If that’s the case, it limits your ability to pivot your product to something that might work better because the Kickstarter investors are all expecting a reward for what they pitched in for.
If your business changes, they may still want what they were originally promised, whether or not it makes sense for your business to produce it.
Equity crowdfunding can also allow you to avoid putting early expenses on credit cards with high, unforgiving interest rates.
Plus, you’ll be bringing in a group of people who believe in your product and are invested (quite literally) in its success.
You won’t own 100% of your business anymore if you bring in an equity crowdfunding group.
Likewise, a group of people may have a differing set of priorities than one or two investors.
This can allow you to avoid a finicky partner who changes his or her mind about what a business should be, but it does allow for quite a bit of noise if there are factions within the group who have differing ideas for a business.
6 Best Equity Crowdfunding Websites
Below are some of the best online platforms for investment crowdfunding in 2019.
Some of these require all investors to be accredited, while others allow anyone who signs up to participate on the investment side.
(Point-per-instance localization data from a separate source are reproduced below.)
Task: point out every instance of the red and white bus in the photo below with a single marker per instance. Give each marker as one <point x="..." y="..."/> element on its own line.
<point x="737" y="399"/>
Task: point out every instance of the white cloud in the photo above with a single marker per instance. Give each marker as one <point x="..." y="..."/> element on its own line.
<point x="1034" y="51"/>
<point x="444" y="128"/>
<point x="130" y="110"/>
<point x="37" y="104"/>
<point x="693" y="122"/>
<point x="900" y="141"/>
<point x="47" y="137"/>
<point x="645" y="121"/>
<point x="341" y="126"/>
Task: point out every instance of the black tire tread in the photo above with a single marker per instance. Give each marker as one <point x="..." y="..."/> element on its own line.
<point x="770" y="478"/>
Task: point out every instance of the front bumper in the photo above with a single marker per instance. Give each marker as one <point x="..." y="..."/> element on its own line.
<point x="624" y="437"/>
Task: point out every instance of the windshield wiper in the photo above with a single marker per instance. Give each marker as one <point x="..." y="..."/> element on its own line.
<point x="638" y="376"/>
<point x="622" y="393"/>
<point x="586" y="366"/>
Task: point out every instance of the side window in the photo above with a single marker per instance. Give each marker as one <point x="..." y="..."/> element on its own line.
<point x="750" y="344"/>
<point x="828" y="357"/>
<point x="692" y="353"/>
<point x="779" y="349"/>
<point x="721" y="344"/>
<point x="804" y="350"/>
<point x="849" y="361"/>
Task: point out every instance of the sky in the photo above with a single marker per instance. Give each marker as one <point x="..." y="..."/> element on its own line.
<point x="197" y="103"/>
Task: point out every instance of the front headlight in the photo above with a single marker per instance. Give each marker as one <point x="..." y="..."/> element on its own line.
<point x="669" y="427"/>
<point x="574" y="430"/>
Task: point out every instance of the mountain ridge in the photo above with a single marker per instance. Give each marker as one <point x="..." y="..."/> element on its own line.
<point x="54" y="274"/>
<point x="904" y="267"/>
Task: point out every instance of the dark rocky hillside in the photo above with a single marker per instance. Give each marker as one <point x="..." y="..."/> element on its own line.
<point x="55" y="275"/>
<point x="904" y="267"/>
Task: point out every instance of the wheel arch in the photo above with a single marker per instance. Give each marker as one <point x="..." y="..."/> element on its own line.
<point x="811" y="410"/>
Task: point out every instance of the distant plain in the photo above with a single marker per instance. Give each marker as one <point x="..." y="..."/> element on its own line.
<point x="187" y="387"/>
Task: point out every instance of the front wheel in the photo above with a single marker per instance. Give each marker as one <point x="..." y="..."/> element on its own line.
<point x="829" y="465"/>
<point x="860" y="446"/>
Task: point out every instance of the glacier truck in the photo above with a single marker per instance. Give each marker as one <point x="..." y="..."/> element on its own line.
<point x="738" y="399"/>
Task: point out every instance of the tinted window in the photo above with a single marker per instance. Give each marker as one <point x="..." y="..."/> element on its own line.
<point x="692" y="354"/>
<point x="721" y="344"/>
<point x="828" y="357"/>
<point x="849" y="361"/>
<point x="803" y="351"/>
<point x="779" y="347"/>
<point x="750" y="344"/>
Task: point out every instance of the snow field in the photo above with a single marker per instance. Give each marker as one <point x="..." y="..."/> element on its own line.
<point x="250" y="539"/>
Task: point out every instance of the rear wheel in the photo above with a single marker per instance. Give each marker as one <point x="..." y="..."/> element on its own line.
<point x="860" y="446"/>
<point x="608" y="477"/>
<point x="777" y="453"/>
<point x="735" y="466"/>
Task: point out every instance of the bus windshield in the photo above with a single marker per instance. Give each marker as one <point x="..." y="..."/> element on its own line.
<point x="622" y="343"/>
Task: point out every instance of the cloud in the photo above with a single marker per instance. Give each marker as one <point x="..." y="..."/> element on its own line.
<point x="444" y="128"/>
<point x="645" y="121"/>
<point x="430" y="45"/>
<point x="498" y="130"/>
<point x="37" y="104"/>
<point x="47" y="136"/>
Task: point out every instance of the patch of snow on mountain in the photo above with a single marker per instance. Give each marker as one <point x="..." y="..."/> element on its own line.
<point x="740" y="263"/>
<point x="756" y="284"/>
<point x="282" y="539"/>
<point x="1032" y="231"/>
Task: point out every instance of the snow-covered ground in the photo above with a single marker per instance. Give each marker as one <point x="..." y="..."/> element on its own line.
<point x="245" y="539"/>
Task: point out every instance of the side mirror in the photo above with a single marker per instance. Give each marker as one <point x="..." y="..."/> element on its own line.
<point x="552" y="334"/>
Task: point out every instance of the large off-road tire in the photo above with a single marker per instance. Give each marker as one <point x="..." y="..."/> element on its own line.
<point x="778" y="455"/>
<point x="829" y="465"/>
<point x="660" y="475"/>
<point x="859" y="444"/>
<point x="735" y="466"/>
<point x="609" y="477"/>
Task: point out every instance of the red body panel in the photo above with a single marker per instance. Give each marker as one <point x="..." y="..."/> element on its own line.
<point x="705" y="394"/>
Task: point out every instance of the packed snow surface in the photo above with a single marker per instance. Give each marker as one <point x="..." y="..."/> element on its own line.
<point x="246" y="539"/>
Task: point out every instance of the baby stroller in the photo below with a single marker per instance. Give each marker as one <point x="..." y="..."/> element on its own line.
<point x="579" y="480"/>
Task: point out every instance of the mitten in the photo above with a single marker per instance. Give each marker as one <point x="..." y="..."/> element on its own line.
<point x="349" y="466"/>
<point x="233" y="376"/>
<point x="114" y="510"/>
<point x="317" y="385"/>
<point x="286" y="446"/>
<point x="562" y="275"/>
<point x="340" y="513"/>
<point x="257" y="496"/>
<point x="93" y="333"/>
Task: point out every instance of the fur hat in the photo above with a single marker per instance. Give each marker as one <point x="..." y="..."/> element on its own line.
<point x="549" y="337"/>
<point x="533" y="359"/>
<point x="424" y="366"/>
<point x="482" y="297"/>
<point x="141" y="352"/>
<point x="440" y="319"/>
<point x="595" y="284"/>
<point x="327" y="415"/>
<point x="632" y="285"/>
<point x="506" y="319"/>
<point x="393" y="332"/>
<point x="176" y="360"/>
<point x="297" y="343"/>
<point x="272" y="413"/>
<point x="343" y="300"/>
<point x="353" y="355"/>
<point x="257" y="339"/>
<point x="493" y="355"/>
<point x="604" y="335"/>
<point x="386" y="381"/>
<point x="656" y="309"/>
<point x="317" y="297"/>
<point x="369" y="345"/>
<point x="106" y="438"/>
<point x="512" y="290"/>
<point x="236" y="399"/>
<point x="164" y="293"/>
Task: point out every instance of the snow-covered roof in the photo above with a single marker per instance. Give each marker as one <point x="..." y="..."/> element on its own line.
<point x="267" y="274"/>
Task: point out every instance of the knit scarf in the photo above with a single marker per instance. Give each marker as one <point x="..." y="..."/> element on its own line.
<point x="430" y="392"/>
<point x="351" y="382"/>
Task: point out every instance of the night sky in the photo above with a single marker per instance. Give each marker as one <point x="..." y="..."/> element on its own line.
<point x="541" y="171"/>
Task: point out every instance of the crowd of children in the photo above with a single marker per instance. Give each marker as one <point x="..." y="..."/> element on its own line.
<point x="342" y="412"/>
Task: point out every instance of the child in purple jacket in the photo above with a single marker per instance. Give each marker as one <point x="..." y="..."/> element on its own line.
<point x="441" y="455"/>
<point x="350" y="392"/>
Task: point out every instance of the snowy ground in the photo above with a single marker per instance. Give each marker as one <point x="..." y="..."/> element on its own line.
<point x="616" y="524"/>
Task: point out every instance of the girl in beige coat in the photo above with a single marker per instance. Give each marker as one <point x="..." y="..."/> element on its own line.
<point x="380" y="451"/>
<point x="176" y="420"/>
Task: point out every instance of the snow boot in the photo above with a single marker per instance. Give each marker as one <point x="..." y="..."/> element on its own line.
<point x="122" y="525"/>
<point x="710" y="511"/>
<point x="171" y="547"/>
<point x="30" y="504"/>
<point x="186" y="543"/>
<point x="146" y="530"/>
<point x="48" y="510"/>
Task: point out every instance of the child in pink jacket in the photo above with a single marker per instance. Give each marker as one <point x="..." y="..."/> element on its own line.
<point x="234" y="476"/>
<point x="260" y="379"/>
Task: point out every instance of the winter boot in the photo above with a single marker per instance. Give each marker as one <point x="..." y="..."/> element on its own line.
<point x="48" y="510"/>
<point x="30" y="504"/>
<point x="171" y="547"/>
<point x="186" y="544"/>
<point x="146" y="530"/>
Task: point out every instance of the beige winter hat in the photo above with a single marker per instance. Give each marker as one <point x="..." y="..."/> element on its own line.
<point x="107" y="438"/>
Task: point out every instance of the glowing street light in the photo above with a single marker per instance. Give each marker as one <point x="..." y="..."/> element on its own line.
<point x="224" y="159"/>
And they’re always looking for new business plans to evaluate if you’re a small business owner.
SeedInvest is an equity crowdfunding platform that pairs start-ups with investors online.
They work with accredited investors, focusing their platform on attracting existing venture capital firms or people with a high net worth.
Wefunder allows unaccredited investors, using a provision of the 2012 JOBS Act to permit such investors to provide equity.
If you’re looking to get into group crowdfunding and are not accredited, it can be a good platform.
StartEngine is another investment crowdfunding platform that allows anyone, accredited or not, to offer investments in start-ups.
They allow investments for as little as $100 and allow small business owners to raise as much as $50 million in capital.
Crowdfunder only works with accredited investors but boasts a community of over 15,000 of them, all working alongside a group of renowned lead investors who make major decisions on start-up capital.
They advertise that they’ve built a start-up community of 200,000 entrepreneurs who have brought business ideas to the platform.
Fundable is another equity crowdfunding site that only works with accredited investors but has invested in many exciting start-ups.
The site is linked with the start-up university, Startup.com and often gets first crack at the best ideas that come out of the school.
CircleUp has worked with consumer brands like Halo Top Creamery, and other exciting up-and-coming businesses, on equity crowdfunding campaigns.
They work with accredited investors, known as “growth partners,” who can apply by emailing CircleUp Growth Partners at [email protected].
Using Equity Crowdfunding to Start a Business
Equity crowdfunding is a tricky practice as the SEC has several regulations in place to protect un-accredited investors.
For companies that work with accredited investors, however, or have found exemptions, equity crowdfunding can be a great way to bring in a diverse group of people to invest in the early stages of a start-up company.
Whether you’re a budding investor or a small business owner looking to find investors, equity crowdfunding may help, and these six websites are good ones to look into to get started.